Doc ref: 15652/89 • ECHR ID: 001-895

Document date: April 17, 1991

Cited paragraphs only



                      AS TO THE ADMISSIBILITY OF

                      Application No. 15652/89

                      by Claus Hermann Paul BACHER

                      against the Federal Republic of Germany

        The European Commission of Human Rights (First Chamber)

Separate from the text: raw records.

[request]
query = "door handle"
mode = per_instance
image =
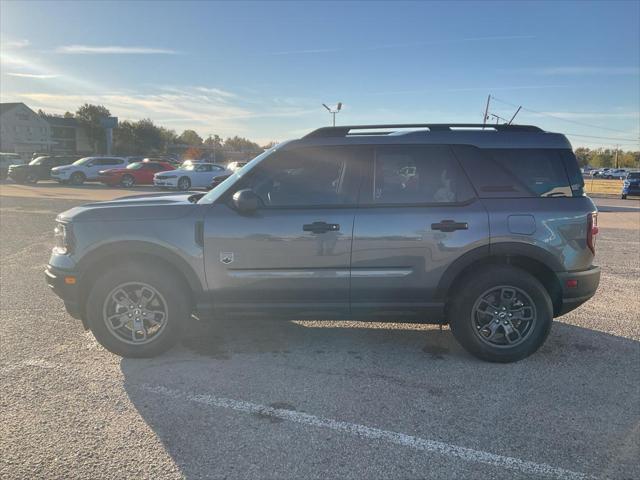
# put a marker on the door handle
(449, 226)
(320, 227)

sitting in private on 17 April 1991, the following members being present:

              MM. F. ERMACORA, Acting President of the First Chamber

                  J.A. FROWEIN

                  E. BUSUTTIL

                  A.S. GÖZÜBÜYÜK

                  H. DANELIUS

             Sir  Basil HALL

             MM.  C.L. ROZAKIS

                  L. LOUCAIDES

                  A.V. ALMEIDA RIBEIRO

                  B. MARXER

             Mr.  M. de SALVIA, Secretary to the First Chamber

        Having regard to Article 25 of the Convention for the

Protection of Human Rights and Fundamental Freedoms;

        Having regard to the application introduced on 4 August 1989

by Claus Hermann Paul BACHER against the Federal Republic of Germany

and registered on 19 October 1989 under file No. 15652/89;

        Having regard to the report provided for in Rule 47 of the

Rules of Procedure of the Commission;

        Having deliberated;

        Decides as follows:

THE FACTS

        The facts of the case, as they have been submitted by the

parties, may be summarised as follows:

        The applicant, born in 1937, is a German national and resident

in Berlin.  He is a lawyer by profession.  Before the Commisison he is

represented by MM. F. Tappe, W. Bender, P. Günnewich and J. B. Müller,

lawyers practising in Berlin.

        Since 1975 the Berlin Tax Office (Finanzverwaltung) suspected

the applicant and others of tax evasion committed in 1974 in the

context of fictitious business activities and losses of a group of

limited partnerships (Kommanditgesellschaften) in Berlin, and

thereafter started investigation proceedings.  The Berlin Prosecutor's

Office (Staatsanwaltschaft) started preliminary investigations in

December 1975.

        On 11 February 1976 the Tiergarten District Court (Amts-

gericht) issued several search warrants on the suspicion of fraud and

other offences which concerned various private and business premises

in the Federal Republic of Germany and Switzerland, including the

applicant's premises in Berlin.  The applicant submits that he heard

about the search warrants in April 1976 and requested to be heard upon

the charges against him.  Following rogatory proceedings and

consultation with the Swiss authorities the searches were effected on

22 November 1976.  In the applicant's premises 24 files were seized.

        On 23 November 1976 the applicant again requested the Berlin

Public Prosecutor's Office to be heard upon the suspicion against him.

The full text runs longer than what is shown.